First we visited the permanent exhibition and from everything we saw, the following made a big impression to me: The artwork ‘Tulips’ (1995-2004) by Jeff Koons is a massive art installation, perfectly executed.

Carsten Holler’s amazing ‘Upside Down Mushroom Room’ is a dreamy installation that reminds you of Alice in Wonderland.

And last but not least, ‘The Last Judgement’ (2002) by Damien Hirst, which is a huge artwork consisted of real flies glued with resin on canvas.

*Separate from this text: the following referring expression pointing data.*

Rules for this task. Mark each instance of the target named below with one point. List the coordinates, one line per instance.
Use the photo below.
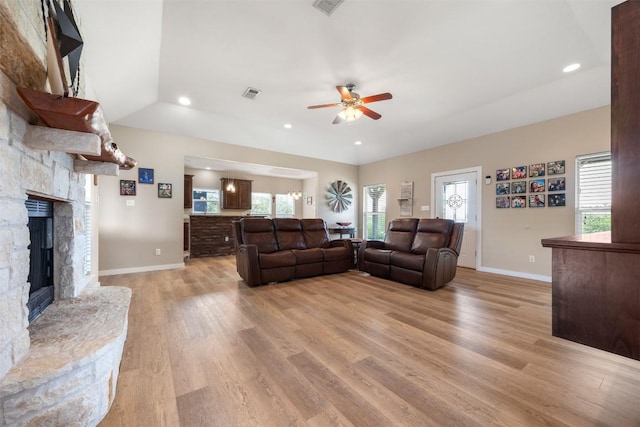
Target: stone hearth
(63, 368)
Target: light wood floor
(206, 350)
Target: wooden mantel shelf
(72, 142)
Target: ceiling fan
(352, 105)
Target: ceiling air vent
(327, 6)
(251, 93)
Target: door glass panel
(455, 200)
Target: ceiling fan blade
(335, 104)
(370, 113)
(379, 97)
(344, 92)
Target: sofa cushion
(380, 256)
(259, 232)
(338, 253)
(289, 233)
(400, 234)
(431, 233)
(277, 259)
(407, 260)
(315, 232)
(308, 256)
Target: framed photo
(555, 168)
(518, 187)
(127, 187)
(537, 186)
(502, 175)
(536, 169)
(557, 200)
(145, 176)
(518, 201)
(165, 191)
(556, 184)
(502, 188)
(536, 200)
(502, 202)
(518, 172)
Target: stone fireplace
(61, 369)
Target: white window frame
(270, 204)
(368, 216)
(194, 200)
(289, 201)
(593, 187)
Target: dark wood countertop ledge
(591, 242)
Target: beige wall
(509, 236)
(129, 235)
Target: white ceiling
(456, 69)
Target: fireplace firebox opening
(41, 291)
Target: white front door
(455, 197)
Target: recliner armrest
(439, 267)
(248, 264)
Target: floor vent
(251, 93)
(327, 6)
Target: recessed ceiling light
(570, 68)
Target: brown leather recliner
(418, 252)
(280, 249)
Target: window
(285, 206)
(375, 207)
(593, 207)
(206, 201)
(261, 204)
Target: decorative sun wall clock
(339, 196)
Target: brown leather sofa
(418, 252)
(280, 249)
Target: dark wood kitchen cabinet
(238, 199)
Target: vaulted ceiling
(457, 69)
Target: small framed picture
(557, 200)
(556, 184)
(145, 176)
(536, 200)
(127, 187)
(555, 168)
(536, 169)
(518, 187)
(502, 202)
(537, 185)
(165, 191)
(502, 188)
(518, 172)
(502, 175)
(518, 201)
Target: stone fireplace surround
(63, 368)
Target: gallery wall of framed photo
(535, 186)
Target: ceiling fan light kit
(353, 105)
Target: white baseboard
(140, 269)
(516, 274)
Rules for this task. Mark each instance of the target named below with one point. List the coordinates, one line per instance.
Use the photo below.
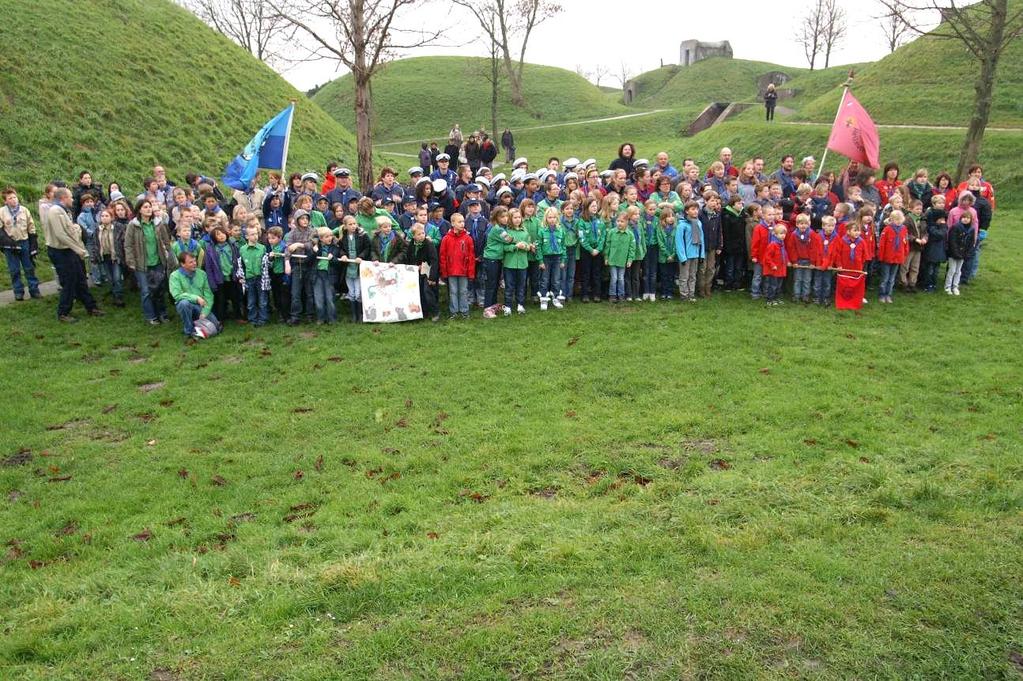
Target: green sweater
(185, 287)
(494, 248)
(551, 243)
(532, 225)
(516, 259)
(591, 235)
(620, 247)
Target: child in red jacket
(799, 245)
(775, 265)
(457, 265)
(824, 278)
(892, 250)
(761, 234)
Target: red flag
(849, 291)
(854, 135)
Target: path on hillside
(544, 127)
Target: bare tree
(624, 74)
(252, 24)
(361, 35)
(835, 27)
(809, 33)
(983, 30)
(514, 24)
(895, 31)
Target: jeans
(590, 274)
(756, 287)
(824, 283)
(617, 286)
(735, 271)
(568, 278)
(150, 288)
(633, 279)
(322, 281)
(515, 286)
(492, 277)
(889, 272)
(189, 312)
(802, 281)
(550, 277)
(953, 274)
(706, 272)
(931, 274)
(258, 303)
(458, 296)
(71, 274)
(667, 272)
(114, 274)
(302, 283)
(650, 270)
(687, 278)
(19, 260)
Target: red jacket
(894, 244)
(761, 234)
(847, 258)
(457, 256)
(820, 254)
(800, 248)
(774, 259)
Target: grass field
(119, 86)
(651, 491)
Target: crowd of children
(637, 231)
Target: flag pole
(838, 114)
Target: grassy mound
(117, 86)
(425, 96)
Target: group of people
(564, 231)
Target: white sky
(645, 32)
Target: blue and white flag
(268, 149)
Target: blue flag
(267, 149)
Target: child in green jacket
(619, 253)
(550, 243)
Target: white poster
(390, 292)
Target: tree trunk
(978, 122)
(363, 133)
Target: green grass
(929, 82)
(118, 86)
(408, 103)
(523, 498)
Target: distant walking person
(507, 143)
(67, 252)
(770, 99)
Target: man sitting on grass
(191, 293)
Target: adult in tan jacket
(147, 253)
(63, 245)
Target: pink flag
(854, 135)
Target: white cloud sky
(641, 34)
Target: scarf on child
(781, 242)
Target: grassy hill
(930, 82)
(424, 96)
(117, 86)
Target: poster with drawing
(390, 292)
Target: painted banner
(390, 292)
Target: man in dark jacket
(421, 253)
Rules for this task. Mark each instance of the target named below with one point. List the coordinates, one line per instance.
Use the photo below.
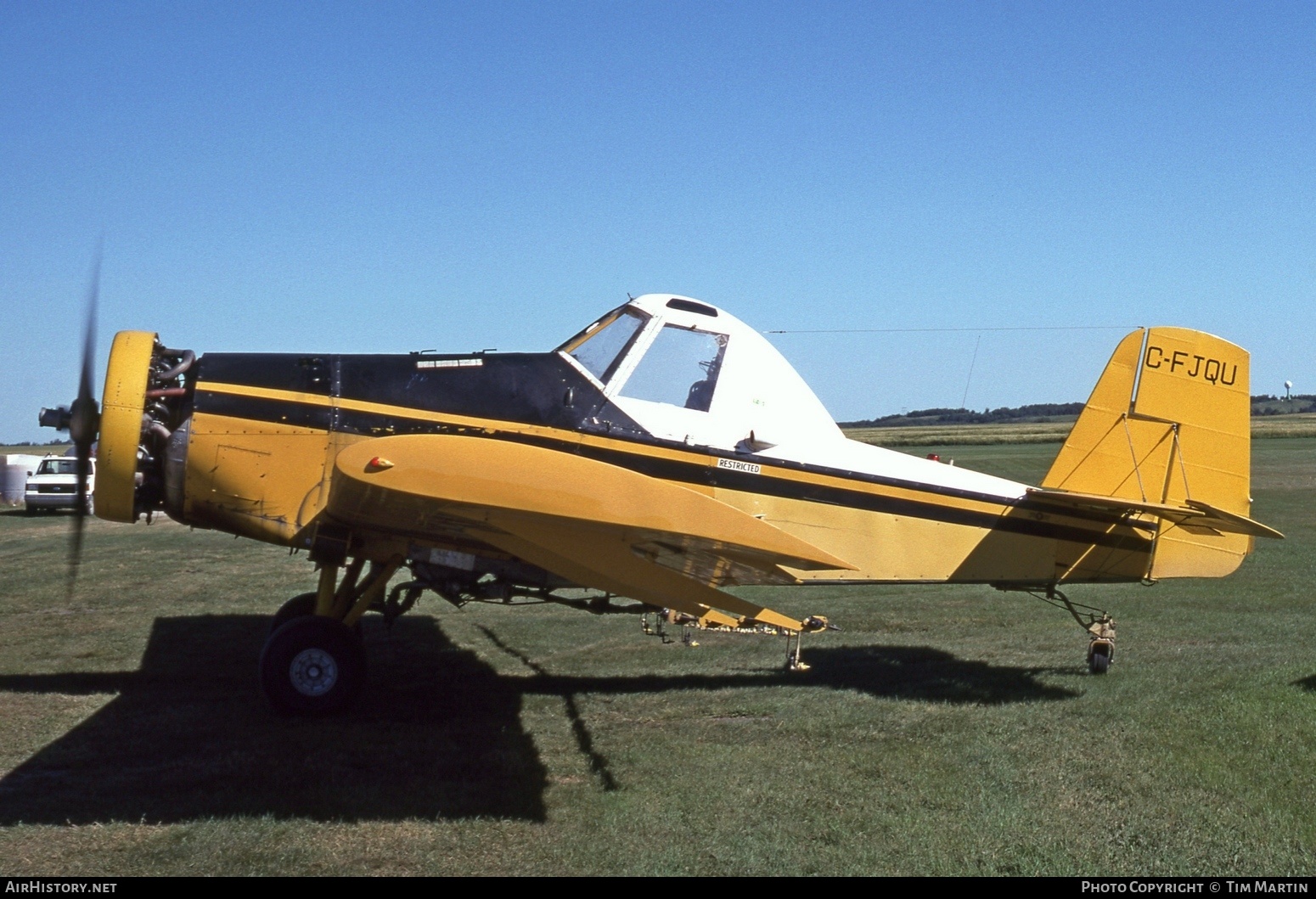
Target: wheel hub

We also saw a temporary exhibition project curated by Wes Anderson, one of my favorite directors, together with illustrator, designer and writer Juman Malouf. The exhibition is called ‘Il sarcofago di Spitzmaus e altri tesori’ (meaning Spitzmaus Mummy in a Coffin and Other Treasures). Organized in collaboration with two Austrian museums, the exhibition features 538 artworks and objects selected by the two curators, from collections of the Art History Museum and the Natural History Museum in Vienna. The exhibition is organized in a very interesting way by groups of works: from green objects to portraits of children, from miniatures to timepieces, from boxes to wooden objects, from portraits of noblemen and common people to natural subjects like meteorites and animals. All items are mixed and combined, with no regard to chronological order or art movement, with unexpected but very interesting results.

In the end, we enjoyed a great espresso at the Bar Luce, the Fondazione cafe. It was designed by Wes Anderson himself in 2015, recreating the atmosphere of a typical Milanese cafe. The colors, the formica furniture, the seats, the floor, and the wood wall panels are inspired by Italian popular culture and aesthetics from the 1950s and 1960s.